Saturday, November 10, 2007

Wednesday, November 07, 2007

Pitch dark at 5:00

Have I mentioned that daylight savings is my least favorite holiday? Though I have to say that dark, rainy norhern living has its pleasures, too--today I skipped my office hours and read Proust in bed (where it was written, after all!) for several hours while the cat napped on my legs. It was lovely.

I'm ready to be less busy. This is probably my easiest week all quarter, and still tomorrow I have a midterm and my class is being observed.

I have this feeling that I actually had something to say when I started writing this, but whatever it is has escaped me now. The cat and I miss Aunt Jane.

Information

I discovered last night that the UW has a School of Information. Great! We also have a Library of Books and a Fountain of Moving Water. As well as a Food Court of Food.

Apparently, the information dispensed at the School of Information does not include the correct names for grammatical concepts. I think it's funny when people are grammatical sticklers without having much grammatical knowledge themselves (I would have to sheepishly put myself in this category), but it's hard on students when, for instance, they get dinged for passive voice and are told to come into the writing center but there is actually no passive voice at all in the essay. I spent a good while puzzling over this last night, until the student explained to me that "passive voice" included constructions like "I was thinking" instead of "I thought."

And this is all well and good and no big deal, except that the student prefaced our whole conference by saying he was a terrible writer--which was not at all true--and I just felt bad. But we were able to clear everything up and he's gonna be fine.

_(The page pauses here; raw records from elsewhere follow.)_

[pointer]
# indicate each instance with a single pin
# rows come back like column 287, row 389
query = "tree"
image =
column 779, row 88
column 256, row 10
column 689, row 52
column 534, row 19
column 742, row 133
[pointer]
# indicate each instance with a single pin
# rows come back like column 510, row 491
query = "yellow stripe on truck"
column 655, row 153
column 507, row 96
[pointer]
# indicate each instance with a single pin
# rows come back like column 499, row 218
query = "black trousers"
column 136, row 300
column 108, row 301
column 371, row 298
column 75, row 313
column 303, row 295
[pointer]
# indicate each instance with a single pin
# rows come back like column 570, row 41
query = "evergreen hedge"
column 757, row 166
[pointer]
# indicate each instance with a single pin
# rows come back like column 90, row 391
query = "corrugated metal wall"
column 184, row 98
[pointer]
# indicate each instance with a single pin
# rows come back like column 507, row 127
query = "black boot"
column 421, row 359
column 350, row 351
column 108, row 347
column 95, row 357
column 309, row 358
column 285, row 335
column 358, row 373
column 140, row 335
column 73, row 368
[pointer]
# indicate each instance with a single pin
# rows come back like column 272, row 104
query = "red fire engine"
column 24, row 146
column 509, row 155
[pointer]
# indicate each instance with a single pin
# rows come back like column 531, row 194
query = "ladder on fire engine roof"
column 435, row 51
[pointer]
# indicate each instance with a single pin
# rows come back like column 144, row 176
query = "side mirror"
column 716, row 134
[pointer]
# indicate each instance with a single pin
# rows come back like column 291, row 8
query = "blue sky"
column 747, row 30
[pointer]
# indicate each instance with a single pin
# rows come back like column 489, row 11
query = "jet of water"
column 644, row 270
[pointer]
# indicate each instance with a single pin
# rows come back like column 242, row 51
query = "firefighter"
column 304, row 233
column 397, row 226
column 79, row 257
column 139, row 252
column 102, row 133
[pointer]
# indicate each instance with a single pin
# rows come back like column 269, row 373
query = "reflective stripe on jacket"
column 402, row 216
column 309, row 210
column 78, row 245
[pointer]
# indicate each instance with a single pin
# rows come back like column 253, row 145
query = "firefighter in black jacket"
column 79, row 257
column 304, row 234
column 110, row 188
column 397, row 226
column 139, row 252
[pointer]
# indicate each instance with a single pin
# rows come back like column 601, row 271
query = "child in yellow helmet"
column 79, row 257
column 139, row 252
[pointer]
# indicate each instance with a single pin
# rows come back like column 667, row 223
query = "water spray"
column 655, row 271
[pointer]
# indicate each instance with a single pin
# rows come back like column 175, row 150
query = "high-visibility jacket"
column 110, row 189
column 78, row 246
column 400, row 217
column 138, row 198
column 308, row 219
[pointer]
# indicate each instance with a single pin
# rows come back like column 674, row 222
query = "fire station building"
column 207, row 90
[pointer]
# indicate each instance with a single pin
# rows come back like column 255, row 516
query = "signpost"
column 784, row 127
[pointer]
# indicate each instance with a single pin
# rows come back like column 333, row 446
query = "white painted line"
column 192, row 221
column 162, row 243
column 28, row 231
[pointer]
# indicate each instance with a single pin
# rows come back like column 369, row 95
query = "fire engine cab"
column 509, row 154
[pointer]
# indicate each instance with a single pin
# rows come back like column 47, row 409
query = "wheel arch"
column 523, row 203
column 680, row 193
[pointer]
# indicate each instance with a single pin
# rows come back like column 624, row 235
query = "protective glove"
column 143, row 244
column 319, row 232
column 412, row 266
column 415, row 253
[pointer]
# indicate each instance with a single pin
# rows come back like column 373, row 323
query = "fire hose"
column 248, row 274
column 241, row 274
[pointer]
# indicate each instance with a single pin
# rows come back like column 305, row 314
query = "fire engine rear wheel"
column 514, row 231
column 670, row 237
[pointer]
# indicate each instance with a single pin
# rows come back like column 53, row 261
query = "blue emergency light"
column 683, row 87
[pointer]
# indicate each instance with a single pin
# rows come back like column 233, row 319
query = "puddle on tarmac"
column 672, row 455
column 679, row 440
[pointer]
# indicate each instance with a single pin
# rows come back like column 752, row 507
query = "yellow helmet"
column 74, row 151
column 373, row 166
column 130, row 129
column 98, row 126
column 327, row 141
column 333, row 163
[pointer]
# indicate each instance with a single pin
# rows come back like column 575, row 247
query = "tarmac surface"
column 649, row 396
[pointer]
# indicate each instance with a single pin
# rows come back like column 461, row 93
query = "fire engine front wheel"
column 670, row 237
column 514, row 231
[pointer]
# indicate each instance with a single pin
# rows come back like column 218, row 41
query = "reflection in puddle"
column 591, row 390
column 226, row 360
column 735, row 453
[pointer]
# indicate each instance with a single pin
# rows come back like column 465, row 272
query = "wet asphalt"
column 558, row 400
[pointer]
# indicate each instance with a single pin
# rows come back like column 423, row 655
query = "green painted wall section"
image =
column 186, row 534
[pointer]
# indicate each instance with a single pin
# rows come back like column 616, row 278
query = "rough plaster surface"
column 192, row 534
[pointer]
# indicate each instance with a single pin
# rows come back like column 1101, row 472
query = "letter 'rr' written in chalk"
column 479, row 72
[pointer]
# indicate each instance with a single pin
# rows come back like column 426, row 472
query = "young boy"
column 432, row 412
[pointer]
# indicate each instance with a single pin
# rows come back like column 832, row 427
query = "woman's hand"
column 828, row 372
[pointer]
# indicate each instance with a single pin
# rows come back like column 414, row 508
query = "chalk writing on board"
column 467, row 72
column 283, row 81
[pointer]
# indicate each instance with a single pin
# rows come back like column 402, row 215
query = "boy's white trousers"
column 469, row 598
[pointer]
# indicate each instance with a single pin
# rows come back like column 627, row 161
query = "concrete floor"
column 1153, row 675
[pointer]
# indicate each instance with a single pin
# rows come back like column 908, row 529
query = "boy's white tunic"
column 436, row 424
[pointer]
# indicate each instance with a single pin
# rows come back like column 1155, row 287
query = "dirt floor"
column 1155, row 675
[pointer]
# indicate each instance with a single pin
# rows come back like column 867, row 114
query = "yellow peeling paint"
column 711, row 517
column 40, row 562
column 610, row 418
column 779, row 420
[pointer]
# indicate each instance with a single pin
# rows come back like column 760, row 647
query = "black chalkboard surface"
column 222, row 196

Confidential to U.J.: check your email! And please refer any questions to the nearest niece.

Monday, November 05, 2007

Sisterkins and Catkins




The cat LOVES his Aunt Jane. He has never taken to anyone else like this.

Sisterkins also makes a killer apple pie, co-throws a great dinner party, and can do a full shopping trip through a very crowded Trader Joe's in under 10 minutes flat.

In other news, I now have a TG plane ticket! I'll be in New York from Tuesday 11/20 to Saturday 11/24.